Die neuseeländische Regierung richtete dieses geschützte Gebiet 1952 ein, nachdem frühere Versuche, die Wälder für Holzgewinnung zu nutzen, gescheitert waren. Spätere Erweiterungen in den 1960er und 1970er Jahren fügten weitere Küstenabschnitte und Täler hinzu, sodass heute eine zusammenhängende Fläche unter Schutz steht.
Der Ort trägt die Anerkennung als Teil des Te Wahipounamu-Welterbes der UNESCO, was seine Bedeutung für das geologische und ökologische Verständnis der Region unterstreicht. Besucher begegnen dem Regenwald mit seinen hohen Podocarpus-Bäumen und Farnen, der seit Jahrhunderten in ähnlicher Form existiert und den Maori als Quelle für Werkzeuge und Nahrung diente.
Der Zugang erfolgt meist über die Ortschaft Te Anau am östlichen Rand, von wo aus Straßen und markierte Wege in verschiedene Teile des Gebiets führen. Wetterbedingungen ändern sich schnell, daher empfiehlt es sich, mehrere Kleidungsschichten und wasserdichte Ausrüstung mitzubringen, besonders für längere Touren.
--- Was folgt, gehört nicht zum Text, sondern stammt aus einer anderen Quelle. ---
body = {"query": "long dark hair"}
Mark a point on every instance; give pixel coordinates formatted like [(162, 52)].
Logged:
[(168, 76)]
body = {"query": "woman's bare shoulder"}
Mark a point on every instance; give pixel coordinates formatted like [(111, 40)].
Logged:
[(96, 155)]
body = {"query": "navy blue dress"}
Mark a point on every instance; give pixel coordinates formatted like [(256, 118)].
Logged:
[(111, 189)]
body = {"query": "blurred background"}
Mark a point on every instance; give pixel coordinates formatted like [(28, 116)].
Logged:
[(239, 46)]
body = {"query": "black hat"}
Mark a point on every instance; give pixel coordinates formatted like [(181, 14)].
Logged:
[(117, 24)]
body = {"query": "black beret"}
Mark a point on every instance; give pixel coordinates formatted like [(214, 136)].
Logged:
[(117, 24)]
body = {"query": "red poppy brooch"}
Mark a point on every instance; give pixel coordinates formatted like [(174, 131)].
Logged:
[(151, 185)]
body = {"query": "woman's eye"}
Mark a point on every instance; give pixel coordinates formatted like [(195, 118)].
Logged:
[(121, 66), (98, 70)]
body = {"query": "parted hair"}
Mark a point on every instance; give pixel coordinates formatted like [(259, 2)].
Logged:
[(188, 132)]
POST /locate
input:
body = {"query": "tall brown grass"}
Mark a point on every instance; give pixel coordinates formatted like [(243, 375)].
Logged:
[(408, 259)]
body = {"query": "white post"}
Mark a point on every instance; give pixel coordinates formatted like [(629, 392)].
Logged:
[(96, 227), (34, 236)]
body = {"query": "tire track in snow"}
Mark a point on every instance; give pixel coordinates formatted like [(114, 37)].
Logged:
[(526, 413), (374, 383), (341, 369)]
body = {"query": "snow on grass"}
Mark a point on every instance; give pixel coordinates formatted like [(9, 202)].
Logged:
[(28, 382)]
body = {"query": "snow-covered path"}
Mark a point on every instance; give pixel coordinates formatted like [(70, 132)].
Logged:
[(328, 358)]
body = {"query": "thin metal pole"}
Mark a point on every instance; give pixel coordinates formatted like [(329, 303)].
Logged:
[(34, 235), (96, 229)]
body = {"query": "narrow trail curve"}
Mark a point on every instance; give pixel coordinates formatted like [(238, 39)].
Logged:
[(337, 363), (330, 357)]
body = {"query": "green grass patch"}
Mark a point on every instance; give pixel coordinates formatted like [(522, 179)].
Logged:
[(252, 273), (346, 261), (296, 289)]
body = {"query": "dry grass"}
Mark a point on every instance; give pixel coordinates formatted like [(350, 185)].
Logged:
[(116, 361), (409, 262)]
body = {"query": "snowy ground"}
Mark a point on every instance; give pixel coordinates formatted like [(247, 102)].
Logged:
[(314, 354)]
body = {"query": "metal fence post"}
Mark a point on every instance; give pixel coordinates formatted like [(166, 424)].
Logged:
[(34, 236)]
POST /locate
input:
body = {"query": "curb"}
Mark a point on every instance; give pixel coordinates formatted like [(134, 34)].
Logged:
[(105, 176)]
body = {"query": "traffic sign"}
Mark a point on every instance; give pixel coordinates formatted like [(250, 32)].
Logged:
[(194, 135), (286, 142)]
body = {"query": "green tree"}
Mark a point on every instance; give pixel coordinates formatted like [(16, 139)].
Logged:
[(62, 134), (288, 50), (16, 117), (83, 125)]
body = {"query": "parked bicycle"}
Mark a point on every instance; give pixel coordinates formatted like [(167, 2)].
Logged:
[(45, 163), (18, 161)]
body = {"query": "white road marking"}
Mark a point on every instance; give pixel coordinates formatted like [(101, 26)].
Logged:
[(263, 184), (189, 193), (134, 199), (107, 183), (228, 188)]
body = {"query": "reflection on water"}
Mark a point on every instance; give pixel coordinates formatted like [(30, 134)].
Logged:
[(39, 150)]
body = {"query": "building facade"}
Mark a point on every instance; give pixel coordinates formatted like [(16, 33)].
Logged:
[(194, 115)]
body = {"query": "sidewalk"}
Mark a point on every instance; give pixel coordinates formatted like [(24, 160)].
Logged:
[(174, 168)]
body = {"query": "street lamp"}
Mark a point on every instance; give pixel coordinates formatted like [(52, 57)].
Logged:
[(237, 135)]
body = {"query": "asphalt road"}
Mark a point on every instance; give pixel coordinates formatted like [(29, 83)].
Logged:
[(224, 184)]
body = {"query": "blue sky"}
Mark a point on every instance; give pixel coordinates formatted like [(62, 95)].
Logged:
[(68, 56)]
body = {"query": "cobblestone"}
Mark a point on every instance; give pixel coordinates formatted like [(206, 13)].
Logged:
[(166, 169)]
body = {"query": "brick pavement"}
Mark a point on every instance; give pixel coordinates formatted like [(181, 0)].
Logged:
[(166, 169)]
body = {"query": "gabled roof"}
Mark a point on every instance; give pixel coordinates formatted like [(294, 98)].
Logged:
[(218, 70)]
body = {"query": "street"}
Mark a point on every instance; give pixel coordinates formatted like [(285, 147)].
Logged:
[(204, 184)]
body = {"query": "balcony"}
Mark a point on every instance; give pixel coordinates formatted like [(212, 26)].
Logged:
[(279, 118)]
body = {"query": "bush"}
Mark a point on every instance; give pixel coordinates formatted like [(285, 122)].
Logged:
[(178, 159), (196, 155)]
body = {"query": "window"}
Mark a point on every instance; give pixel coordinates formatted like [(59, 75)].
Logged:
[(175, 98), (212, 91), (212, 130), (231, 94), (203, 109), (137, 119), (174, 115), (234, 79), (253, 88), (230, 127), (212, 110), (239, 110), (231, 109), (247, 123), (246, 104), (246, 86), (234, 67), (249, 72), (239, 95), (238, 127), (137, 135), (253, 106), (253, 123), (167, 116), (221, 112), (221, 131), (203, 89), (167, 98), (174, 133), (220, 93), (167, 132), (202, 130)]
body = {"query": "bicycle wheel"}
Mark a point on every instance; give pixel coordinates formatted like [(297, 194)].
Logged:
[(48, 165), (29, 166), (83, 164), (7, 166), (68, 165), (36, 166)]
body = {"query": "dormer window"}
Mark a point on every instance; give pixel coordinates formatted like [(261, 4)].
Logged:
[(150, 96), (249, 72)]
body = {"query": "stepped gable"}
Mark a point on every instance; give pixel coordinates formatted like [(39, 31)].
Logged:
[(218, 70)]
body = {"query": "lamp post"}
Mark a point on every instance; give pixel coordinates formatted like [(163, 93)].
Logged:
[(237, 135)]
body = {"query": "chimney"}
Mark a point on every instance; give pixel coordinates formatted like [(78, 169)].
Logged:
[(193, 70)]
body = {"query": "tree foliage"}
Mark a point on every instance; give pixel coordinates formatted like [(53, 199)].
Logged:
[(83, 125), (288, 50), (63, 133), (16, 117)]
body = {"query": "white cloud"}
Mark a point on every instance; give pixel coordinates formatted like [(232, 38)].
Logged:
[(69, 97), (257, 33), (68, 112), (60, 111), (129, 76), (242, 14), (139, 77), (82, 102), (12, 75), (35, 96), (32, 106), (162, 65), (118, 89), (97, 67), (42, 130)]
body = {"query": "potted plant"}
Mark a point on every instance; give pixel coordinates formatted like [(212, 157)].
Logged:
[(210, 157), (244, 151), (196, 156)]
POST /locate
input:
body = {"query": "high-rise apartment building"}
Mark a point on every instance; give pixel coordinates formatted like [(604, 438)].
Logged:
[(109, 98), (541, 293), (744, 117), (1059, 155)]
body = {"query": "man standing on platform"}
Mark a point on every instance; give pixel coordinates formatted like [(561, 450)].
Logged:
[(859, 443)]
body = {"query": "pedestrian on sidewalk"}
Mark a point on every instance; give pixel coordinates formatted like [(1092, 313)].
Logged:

Einige der Bäume im Regenwald wachsen seit über 800 Jahren und bilden ein Dach, das so dicht ist, dass wenig Licht den Waldboden erreicht. Die Papageienart Kakapo, die nicht fliegen kann und nur nachts aktiv ist, überlebt in geschützten Teilen des Gebiets durch intensive Schutzprogramme.